AI Briefing: Tech giants adopt AI content standards, but will it be enough to curb fakes?

AI providers and government entities announced a flurry of efforts aimed at bolstering the internet’s defenses from AI-generated misinformation.

Last week, major AI players announced new transparency and detection tools for AI content. Hours after Meta detailed plans for labeling AI images from outside platforms, OpenAI said it will start including metadata for images generated by ChatGPT and its API for DALL-E. Days later, Google announced it will join the steering committee of Coalition for Content Provenance and Authenticity (C2PA), a key group setting standards for various types of AI content. Google will also start supporting Content Credentials (CC) — a sort of “nutrition label” for AI content that was created by C2PA and the Content Authenticity Initiative (CAI). Adobe, which founded CAI in 2019, debuted a major update for CC in October.

The updates were especially noteworthy on a few fronts by bringing major distribution platforms into the standardization process. Bringing platform-level participation could also help with driving mainstream adoption of AI standards and helping people better understand how to know if content is real or fake. Andy Parsons, senior director of CAI, said giants like Google help with the “snowball effect” needed to improve the internet’s information ecosystem. It also requires alignment across companies, researchers and various government entities.

That major AI model providers are designing and using C2PA standards also helps with driving uniform adoption across both content creation and distribution platforms. Parsons noted that Adobe’s own Firefly platform was already C2PA compliant when it launched last year.

“Model providers want to disclose what model was used and ensure that in cases where they need to determine whether their model produced something — whether it’s newsworthy or a celebrity or something else — they want to be able to do that,” Parsons told Digiday.

Government agencies are also looking for ways to prevent AI-generated misinformation. Last week, the Federal Communication Commission banned AI-generated voices in robocalls — making them illegal under the Telephone Consumer Protection Act — following recent AI deepfake robocalls resembling President Joe Biden. Meanwhile, the White House announced more than 200 have joined a new AI consortium, including numerous universities, companies and other organizations. The European Commission is also gathering views for its DSA guidelines about election integrity.

AI-powered political micro-targeting is a real concern. State legislatures have passed new laws related to AI-related political advertising. Members of Congress have also introduced legislation, but so far nothing has gained traction. According to a recent study reported by Tech Policy Press, large language models can be used to develop easy and effective micro-targeted political ads campaigns on platforms like Facebook. Last week, even Meta’s own semi-independent oversight board urged the company to “quickly reconsider” its manipulated media policies for content made with AI — and even without AI. 

Authenticating AI content helps to foster trust and transparency, but experts say it’s even more important to block bad actors from distributing misinformation across social and search. However, accurately detecting AI deepfakes and text-based scams isn’t easy.

Curbing the distribution of AI misinformation is critical, said Josh Lawson, Director of the Aspen Institute’s AI and Democracy initiative. While AI content creation standards are “great hygiene” for major platforms, he said it doesn’t stop bad actors from creating problematic AI content with open-source and jail-broken AI models. He likened misinformation supply and demand to an hourglass.

“We see generative AI as a force that will balloon supply, but it still has to make its way down to people,” Lawson said. “If you can’t get it to people, it won’t be able to affect the elections.”

Worries about AI might distract from ongoing concerns about online privacy. In a post on X last week, Meredith Whittaker, president of the privacy messaging app Signal, mentioned the focus on election year deepfakes is “a distraction, conveniently ignoring the documented role of surveillance ads.” She also noted that companies like Meta and Google — which have in recent years also rolled back political ads restrictions — could benefit from the distractions. 

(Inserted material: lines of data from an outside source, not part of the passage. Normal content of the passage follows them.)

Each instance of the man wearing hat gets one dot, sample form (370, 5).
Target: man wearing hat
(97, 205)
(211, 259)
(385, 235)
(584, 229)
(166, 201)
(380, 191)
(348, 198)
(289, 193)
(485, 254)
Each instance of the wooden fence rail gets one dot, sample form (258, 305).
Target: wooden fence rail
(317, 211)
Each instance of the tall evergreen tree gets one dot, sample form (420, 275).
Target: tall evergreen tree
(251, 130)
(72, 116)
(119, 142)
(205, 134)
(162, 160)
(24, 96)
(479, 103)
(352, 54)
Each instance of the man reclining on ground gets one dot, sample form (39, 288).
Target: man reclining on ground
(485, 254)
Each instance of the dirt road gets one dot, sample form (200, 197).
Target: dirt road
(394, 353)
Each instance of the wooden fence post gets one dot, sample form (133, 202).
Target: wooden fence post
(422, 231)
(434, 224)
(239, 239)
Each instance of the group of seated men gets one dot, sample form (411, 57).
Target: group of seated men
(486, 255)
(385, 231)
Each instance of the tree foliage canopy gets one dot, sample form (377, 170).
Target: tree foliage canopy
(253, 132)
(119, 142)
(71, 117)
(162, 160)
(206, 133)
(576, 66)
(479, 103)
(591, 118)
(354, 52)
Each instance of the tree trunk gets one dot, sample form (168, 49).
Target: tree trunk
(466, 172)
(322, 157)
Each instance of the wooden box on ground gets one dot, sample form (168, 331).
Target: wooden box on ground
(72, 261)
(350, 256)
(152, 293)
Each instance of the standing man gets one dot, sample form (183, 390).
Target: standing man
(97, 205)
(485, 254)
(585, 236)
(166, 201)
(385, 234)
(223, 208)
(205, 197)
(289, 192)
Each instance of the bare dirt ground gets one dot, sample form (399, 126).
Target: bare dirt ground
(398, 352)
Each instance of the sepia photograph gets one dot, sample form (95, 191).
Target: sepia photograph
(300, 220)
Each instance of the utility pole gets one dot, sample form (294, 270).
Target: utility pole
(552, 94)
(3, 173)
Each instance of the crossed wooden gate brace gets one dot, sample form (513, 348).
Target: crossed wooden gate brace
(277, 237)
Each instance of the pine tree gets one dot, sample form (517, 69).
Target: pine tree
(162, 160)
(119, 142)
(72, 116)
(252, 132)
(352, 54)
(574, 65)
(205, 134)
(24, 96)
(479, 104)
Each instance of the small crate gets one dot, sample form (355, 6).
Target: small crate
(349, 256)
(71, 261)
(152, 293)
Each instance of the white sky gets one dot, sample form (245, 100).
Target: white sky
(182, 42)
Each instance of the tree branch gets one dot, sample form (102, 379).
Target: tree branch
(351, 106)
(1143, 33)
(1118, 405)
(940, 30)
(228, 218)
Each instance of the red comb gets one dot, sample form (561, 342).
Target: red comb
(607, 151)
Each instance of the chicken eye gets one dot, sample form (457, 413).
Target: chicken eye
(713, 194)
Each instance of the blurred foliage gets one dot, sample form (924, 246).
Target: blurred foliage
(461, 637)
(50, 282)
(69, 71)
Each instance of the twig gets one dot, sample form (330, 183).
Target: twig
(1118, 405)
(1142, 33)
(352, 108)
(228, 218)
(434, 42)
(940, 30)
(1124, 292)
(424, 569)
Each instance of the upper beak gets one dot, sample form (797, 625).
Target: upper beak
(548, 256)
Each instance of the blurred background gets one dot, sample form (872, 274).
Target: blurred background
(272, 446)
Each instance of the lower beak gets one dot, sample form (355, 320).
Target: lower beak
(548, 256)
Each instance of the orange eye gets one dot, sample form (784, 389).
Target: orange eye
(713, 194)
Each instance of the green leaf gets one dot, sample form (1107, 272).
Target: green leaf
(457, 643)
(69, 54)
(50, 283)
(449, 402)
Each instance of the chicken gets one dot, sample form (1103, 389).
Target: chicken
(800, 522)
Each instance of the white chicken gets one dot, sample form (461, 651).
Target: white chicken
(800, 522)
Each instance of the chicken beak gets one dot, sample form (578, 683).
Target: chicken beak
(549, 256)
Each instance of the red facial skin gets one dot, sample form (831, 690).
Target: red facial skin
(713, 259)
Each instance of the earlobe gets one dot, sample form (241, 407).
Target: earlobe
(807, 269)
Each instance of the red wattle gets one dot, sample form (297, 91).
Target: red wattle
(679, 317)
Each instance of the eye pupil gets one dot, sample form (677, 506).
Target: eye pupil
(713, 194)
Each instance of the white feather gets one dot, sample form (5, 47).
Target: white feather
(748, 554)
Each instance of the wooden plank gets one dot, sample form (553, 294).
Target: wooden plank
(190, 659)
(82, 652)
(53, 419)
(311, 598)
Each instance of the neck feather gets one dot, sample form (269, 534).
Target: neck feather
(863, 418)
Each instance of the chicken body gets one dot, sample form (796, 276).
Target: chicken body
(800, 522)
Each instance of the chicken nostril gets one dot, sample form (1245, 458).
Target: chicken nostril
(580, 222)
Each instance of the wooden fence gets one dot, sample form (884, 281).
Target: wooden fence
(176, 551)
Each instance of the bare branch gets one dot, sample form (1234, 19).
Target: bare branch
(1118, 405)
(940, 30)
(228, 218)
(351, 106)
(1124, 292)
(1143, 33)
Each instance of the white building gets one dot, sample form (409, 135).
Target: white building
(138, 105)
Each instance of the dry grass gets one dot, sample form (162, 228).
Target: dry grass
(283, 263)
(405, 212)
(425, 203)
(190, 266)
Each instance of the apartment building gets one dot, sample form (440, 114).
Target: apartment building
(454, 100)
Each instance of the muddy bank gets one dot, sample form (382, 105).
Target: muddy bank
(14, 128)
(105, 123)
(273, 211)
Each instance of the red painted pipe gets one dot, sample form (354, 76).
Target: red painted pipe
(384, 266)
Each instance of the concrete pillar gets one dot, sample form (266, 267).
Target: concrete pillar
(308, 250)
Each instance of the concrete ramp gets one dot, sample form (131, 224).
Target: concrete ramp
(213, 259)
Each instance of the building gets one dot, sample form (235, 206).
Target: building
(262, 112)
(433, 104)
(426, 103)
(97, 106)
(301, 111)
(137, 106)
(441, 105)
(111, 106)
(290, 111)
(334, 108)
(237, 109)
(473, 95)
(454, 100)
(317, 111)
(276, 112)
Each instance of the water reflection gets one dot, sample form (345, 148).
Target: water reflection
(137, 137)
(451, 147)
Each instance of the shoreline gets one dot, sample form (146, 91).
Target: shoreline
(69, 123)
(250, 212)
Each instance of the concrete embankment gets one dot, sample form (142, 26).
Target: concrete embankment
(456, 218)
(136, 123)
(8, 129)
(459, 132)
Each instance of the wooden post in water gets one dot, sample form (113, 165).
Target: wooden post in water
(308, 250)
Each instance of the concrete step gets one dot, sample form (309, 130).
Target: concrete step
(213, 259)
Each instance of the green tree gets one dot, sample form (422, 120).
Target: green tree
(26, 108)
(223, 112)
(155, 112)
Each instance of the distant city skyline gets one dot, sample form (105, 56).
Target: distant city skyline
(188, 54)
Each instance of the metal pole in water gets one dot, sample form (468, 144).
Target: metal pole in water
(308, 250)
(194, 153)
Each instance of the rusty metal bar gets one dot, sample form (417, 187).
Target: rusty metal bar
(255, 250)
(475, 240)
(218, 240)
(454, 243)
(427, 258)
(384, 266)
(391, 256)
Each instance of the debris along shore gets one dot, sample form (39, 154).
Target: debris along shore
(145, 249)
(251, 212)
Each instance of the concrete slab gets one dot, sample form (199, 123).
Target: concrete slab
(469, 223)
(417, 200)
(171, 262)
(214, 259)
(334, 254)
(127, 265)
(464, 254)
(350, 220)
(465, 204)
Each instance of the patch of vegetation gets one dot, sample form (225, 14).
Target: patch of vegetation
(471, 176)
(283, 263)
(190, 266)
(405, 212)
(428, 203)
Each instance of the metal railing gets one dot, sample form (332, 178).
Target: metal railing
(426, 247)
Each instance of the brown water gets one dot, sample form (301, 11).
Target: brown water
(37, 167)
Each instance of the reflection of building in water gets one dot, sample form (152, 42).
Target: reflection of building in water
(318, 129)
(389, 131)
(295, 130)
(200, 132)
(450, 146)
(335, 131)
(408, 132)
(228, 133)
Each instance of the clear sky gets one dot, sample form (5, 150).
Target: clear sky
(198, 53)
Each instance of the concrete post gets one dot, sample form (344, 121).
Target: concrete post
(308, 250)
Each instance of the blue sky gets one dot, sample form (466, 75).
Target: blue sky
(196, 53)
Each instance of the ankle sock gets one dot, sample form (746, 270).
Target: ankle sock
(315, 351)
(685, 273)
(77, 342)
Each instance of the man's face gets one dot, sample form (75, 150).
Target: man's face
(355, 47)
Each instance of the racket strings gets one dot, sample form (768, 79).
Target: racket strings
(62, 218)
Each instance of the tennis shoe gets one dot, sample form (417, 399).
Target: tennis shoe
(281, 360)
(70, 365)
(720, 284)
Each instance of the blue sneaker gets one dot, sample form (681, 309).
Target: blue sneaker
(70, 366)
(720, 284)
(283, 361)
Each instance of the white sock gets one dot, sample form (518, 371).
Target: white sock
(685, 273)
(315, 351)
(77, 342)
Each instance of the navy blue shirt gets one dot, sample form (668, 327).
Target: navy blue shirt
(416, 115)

“Put another way, a deep fake is neither here nor there unless you have a platform + tools to disseminate it strategically,” Whittaker wrote. 

Prompts and products: AI news and announcements 

  • Google rebranded its Bard chatbot as Gemini as part of a major expansion for its flagship large language model. It also announced new AI capabilities across various Google products and services.
  • Tech companies used Super Bowl LVIII’s mainstream audience to market new AI features while non-tech advertisers used generative AI to create campaigns for the Big Game in an attempt to stand out. Super Bowl advertisers with commercials marketing AI features included Microsoft, Google, Samsung, Crowdstrike and Etsy.
  • Mixed reality apps powered by generative AI are already arriving on the Apple Vision Pro headset. Early examples include ChatGPT, Wayfair and Adobe Firefly.
  • A new report from the investment bank William Blair examined the impact of generative AI for enterprise uses.
  • Advertising, social and cloud providers have continued touting generative AI in various earnings results and investors calls. Last week’s examples include Omnicom, IPG, Snap Inc., Pinterest, Cognizant and Confluent. However, Amazon’s own cloud CEO warns generative AI hype could reach Dotcom bubble proportions.